やはり想定された結果が描かれた。
桃色争議は無事終了することになったが、その責任の所在は思った通りの結末に。
女の子たちの条件を全て受け入れることにした。会社は引き換え条件を提示した。
それは誰もが想定した通り。
大和礼子
橘あおい
2人の中心メンバーを解雇すること。
わかっていたこととは言え、切ない幕切れとなった。
騒動の顛末が詳しく描かれたことで梅丸少女歌劇団は新しく生まれ変わったと言える。
錯乱状態で礼子とあおいの退団に猛抗議するスズ子。
しかし、責任を取ることとは驚くほど冷酷で、無慈悲。
そして、2人がいなくなったことによって、今まで解雇されたメンバーも全て復帰することが叶った。
新人だった研修生も無事戻ってくることに。
さらには止めざるを得なかった和希も復帰。
スズ子たち3人組も元通りに戻って、さらにはそこに秋山も加わる。
新生梅丸少女歌劇団は、トップ2人が抜けた穴埋めとして新たな作品を披露することになった。
それこそ礼子がこだわり続けたラインダンス。
明るく飛び跳ねる少女たちの一紙乱れぬ姿は、観客はもちろん当事者だった社長を始めとする経営陣も大いに納得するところ。
目次
ストライキ終了
物語の中では、ストライキはおよそ3週間経って終了したと語られていた。
結論として、会社は女の子たちの要求を全て受け入れた。
1つ2つの条件を除いては文句のない交渉だったと言える。
しかし、ストライキをしていた間は会社は興行を行うことができなかったわけで、しかもお客さんは楽しみにしていた舞台を見ることができなかった。

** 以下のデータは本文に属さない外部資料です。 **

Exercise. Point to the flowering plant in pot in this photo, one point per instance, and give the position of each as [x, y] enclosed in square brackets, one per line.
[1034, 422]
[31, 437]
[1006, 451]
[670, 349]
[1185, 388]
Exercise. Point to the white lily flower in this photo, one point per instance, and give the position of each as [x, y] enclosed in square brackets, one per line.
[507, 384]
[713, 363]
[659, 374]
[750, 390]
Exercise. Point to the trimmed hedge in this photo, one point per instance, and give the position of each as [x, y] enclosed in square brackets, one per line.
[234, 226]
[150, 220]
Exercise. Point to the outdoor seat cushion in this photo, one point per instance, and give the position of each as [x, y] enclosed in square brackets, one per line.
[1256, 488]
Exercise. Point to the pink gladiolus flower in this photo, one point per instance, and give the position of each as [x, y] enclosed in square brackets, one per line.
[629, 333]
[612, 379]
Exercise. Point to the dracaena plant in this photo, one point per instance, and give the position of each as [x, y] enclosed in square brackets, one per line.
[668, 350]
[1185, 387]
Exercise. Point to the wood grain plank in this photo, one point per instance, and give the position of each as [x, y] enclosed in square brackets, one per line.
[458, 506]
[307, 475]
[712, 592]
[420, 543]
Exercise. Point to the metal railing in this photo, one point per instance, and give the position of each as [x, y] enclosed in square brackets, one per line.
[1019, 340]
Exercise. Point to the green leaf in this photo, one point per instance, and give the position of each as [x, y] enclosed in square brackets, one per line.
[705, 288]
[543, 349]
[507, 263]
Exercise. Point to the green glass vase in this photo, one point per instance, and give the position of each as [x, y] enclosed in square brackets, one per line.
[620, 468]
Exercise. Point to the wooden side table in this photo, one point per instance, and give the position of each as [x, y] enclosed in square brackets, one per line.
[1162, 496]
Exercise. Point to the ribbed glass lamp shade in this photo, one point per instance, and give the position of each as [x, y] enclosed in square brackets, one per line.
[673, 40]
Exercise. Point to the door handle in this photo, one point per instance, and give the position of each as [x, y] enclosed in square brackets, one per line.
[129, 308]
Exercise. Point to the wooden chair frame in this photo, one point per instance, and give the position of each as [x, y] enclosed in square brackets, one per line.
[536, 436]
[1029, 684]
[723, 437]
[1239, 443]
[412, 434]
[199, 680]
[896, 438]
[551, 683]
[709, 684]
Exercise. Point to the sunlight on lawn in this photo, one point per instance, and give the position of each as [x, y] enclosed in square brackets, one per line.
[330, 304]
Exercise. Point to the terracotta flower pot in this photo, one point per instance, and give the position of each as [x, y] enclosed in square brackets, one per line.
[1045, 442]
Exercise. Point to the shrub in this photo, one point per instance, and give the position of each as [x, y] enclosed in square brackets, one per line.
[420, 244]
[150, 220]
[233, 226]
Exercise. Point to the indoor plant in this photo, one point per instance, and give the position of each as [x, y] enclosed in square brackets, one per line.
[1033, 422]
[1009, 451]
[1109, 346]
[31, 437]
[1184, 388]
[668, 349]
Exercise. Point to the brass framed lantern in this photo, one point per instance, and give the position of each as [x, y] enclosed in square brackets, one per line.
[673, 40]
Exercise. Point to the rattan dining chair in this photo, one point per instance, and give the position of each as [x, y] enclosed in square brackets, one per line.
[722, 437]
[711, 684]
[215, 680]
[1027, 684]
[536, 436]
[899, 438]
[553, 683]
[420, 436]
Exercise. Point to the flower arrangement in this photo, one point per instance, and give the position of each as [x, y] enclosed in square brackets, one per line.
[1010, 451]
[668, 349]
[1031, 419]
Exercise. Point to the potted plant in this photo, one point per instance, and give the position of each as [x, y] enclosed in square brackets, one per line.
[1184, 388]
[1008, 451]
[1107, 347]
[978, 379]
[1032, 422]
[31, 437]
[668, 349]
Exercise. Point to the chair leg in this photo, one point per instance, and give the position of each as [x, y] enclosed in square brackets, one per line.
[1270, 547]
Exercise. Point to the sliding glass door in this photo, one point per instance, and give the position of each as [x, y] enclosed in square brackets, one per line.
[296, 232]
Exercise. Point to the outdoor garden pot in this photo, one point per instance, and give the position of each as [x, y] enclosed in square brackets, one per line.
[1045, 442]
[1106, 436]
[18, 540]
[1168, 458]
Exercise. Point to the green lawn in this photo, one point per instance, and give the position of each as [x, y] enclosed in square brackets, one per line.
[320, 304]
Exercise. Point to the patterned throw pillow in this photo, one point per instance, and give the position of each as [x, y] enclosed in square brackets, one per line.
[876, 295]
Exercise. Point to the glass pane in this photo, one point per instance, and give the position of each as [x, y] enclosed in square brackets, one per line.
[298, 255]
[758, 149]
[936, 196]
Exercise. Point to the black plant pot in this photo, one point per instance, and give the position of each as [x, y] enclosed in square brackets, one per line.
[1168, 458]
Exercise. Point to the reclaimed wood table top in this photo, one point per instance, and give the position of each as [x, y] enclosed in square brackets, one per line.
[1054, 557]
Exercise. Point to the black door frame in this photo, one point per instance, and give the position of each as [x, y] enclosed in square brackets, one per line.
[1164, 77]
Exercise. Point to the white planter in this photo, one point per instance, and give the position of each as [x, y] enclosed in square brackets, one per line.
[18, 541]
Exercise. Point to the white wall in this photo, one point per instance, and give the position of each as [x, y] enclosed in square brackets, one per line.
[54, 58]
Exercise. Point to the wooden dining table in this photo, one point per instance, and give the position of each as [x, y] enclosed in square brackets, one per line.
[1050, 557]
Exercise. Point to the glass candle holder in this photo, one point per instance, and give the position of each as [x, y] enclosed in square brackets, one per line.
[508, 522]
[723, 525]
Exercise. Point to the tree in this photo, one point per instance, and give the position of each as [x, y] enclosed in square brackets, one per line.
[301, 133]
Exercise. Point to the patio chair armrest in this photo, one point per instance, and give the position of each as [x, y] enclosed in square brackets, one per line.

今では労働三法なるものがあって、労働者がストライキをする権利はきちんと認められているが、この時代はそんなふうにしっかりした取り決めがあったわけではなかっただろう。
この顛末について誰かが責任を取らされるのは容易に想像できること。
礼子とあおいの退団
案の定、損害を被った会社にはそれなりの責任論が発生する。
この場合ストライキを主導した礼子が攻めを負うことになった。
大和礼子はストライキに突入した時、自分が会社に残れなくなる可能性を承知していたと思う。

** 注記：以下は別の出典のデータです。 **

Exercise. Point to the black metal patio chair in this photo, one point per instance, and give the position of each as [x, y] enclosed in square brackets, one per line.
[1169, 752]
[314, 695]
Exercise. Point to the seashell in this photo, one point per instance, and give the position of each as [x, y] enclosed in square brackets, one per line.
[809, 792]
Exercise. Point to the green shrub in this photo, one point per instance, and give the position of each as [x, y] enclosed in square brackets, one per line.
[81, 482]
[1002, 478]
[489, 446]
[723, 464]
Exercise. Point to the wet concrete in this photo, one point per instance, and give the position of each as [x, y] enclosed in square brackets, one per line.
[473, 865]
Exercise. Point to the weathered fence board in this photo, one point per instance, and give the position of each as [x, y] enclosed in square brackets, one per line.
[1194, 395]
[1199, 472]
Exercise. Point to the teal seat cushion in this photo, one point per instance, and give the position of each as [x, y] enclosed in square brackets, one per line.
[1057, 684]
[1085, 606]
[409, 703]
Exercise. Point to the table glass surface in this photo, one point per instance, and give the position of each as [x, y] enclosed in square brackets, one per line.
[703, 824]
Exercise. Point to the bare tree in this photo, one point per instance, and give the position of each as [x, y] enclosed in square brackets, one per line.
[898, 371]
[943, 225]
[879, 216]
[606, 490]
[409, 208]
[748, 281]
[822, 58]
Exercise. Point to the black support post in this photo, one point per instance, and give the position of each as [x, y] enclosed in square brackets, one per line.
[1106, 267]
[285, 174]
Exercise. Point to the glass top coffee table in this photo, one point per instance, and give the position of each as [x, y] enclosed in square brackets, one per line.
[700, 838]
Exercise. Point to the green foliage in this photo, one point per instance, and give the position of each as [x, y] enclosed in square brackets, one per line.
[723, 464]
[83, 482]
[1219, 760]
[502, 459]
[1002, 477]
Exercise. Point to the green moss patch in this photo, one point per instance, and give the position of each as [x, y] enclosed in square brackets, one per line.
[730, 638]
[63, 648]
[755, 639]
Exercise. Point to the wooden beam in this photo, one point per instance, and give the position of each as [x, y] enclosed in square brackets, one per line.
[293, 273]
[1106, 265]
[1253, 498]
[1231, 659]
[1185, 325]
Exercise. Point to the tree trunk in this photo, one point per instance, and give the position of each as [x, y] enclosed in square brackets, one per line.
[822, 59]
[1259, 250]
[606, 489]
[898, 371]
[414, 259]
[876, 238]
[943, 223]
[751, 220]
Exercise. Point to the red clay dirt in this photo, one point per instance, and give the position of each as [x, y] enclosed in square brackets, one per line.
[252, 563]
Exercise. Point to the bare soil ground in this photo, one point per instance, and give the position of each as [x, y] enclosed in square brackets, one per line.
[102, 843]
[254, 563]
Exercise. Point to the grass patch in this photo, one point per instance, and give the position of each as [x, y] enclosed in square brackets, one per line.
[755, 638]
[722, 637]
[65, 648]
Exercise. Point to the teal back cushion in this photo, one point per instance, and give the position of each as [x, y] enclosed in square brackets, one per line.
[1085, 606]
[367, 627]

物語の中でも何度も語られてきた会社と差し違える覚悟。
それだけの覚悟がなければ、軽々しくやっていいことではない。
現在ではストライキをやるような企業はかなり少なくなっただろう。
大抵は組合と団体交渉をして様々な取り決めをするのが普通。
それは旧国鉄などが有名かもしれない。
そして、よく聞く言葉の中にブラック企業なるものがある。
要するに、劣悪な労働環境を強制するような会社は、ブラック企業と呼ばれる。
さらにはラスメントなる言葉もあるだろう。
今では日本語として定着したセクハラなどもその一つに数えられる。
セクハラ、パワハラ、モラハラ。
現在において市民権を得た様々な言葉が当たり前のように語られるが、過去からの長い歴史でこういった裏事情があったのも知っておくべきかと思う。
スズ子の激情
大和礼子と橘あおいのツートップが退団させられることになった。
2人とも覚悟ができた状態で、会社の決定にも自ら従うような素振り。
ただし、実際にストライキを実行したのは、礼子だけ。
あおいは礼子だけに責任を取らせるわけにはいかないと連帯責任を申し出た。
激しく反発するスズ子。
あおいは厳しい口調ながらも丁寧に説明していた。
礼子がどんな思いで梅丸を止めるのかよく考えてみろと。
物語の中で語られていたのは礼子本人が辞めたくないと涙ながらに語っていた。
しかし、ここできっぱり責任を取ったのは、さすがとしか言いようがない。
彼女は親代わりで育ててくれた社長を裏切る形になった。
社長は会社全体の運営を考えなければならない。
好き勝手な従業員をそのまま野放しにして、まともな経営などできるはずもない。
メンツと言ってしまえばそれまでだが、それなりの権威とか威厳などは保たれればならない。
おそらく社長本人にしても苦渋の決断だったろう。
トップとなる2人が一気にいなくなってしまうのだ。
残った者たちだけで、かつてのようなグレードの高い舞台ができるかどうか心配の種は尽きなかったはず。
決意のラインダンス
社長自らが林部長に語っていた。
礼子もあおいもいなくなった。
残った子たちが輝くような出し物を考えてほしいと。
そこで提案されたのが礼子のお土産とも言えるラインダンス。
一紙乱れぬラインダンスは必ずお客さんに支持されるはずだからと林部長の決意も固かった。
そして何よりもやめていった先輩たちの志を遺憾なく受け継いだ団員たちは、さらに稽古に励み完成されたラインダンスを披露することができた。
決意のラインダンスはお客様からも大いに賞賛された。
梅丸は厳しい状況を克服したことで、さらに未来へ向かって発展することができるのだろう。